For anyone using AI tools regularly in coffee shops, airport lounges, or hotel business centers — this is the clearest reason to run a VPN.
Pricing Comparison
| VPN | Promo Rate (2yr, approx.) | Renews At | Devices | Free Trial |
|---|---|---|---|---|
| NordVPN Basic | ~$3.49/mo | ~$18.29/mo | 6 | 30-day money-back |
| NordVPN Plus | ~$4.59/mo | ~$18.29/mo+ | 6 | 30-day money-back |
| Surfshark Starter | ~$2-2.50/mo | ~$79/yr | Unlimited | 30-day money-back |
| Surfshark One | ~$2.50-3/mo | ~$99/yr | Unlimited | 30-day money-back |
| ExpressVPN Basic | ~$2.49/mo | ~$99.95/yr | Confirm at signup | 30-day money-back |
| ExpressVPN Advanced | ~$3.59/mo | ~$119.95/yr | Confirm at signup | 30-day money-back |
| ExpressVPN Pro | ~$5.99/mo | ~$199.95/yr | Confirm at signup | 30-day money-back |
| Mullvad | €5/mo | €5/mo (same) | 5 | 30-day money-back |
All offer 30-day money-back guarantees. Worth testing one for a month before committing to a multi-year plan — and worth calendaring a reminder for when your term renews, so the higher rate doesn’t catch you off guard.
My Pick
For most people reading this: NordVPN Plus.
The promo rate gets you Threat Protection Pro (the one genuinely AI-driven feature worth paying for), fast speeds, solid streaming, and a no-logs policy that’s been independently audited multiple times. Just go in knowing the renewal rate is roughly 4-5x the promo — budget for ~$18.29/month, not the sign-up price.
If you have a big household or a lot of devices: Surfshark One. Unlimited devices is a real convenience, and CleanWeb handles the basics.
If streaming is your primary use case: ExpressVPN, and pick the tier that matches which extras you’ll actually use — Basic if you just want the VPN, Pro if you want the full AI privacy bundle.
If you’re a journalist or researcher who needs actual anonymity and doesn’t care about ad blocking or streaming: Mullvad. €5 flat, no renewal trap, proven in court.
FAQ
Is a VPN really necessary in 2026?
For public WiFi use, yes. For your home internet, probably not unless you’re traveling a lot or using AI tools with sensitive data on shared networks. Don’t let anyone scare you into buying it for reasons you don’t actually have.
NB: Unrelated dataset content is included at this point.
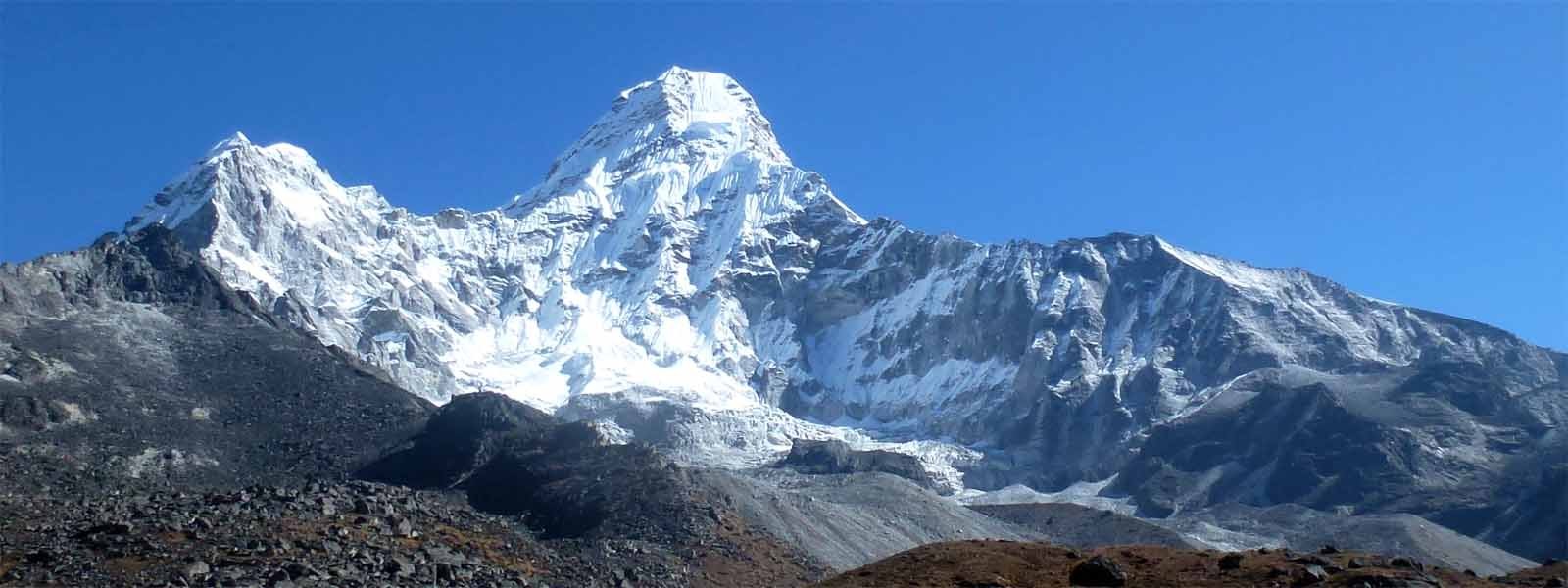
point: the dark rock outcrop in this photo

Does a VPN slow down my internet?
With NordLynx or Lightway, the speed loss is around 15-20% in most tests. On a fast connection you won’t notice it. On slower hotel WiFi it can add to latency, but the VPN isn’t usually the bottleneck there.
Are free VPNs any good?
Short answer: no. Free VPNs have to pay for servers somehow, and the way they do it is usually by selling your data. Proton VPN has a legitimate free tier (limited servers, no speed throttling) if you truly need something free to start.
How is a VPN different from just using HTTPS?
HTTPS encrypts the data between your browser and the website’s server. A VPN encrypts all traffic leaving your device — including app traffic, AI tool queries, DNS lookups — and hides your IP from sites you visit. They complement each other; HTTPS doesn’t replace VPN protection on local networks.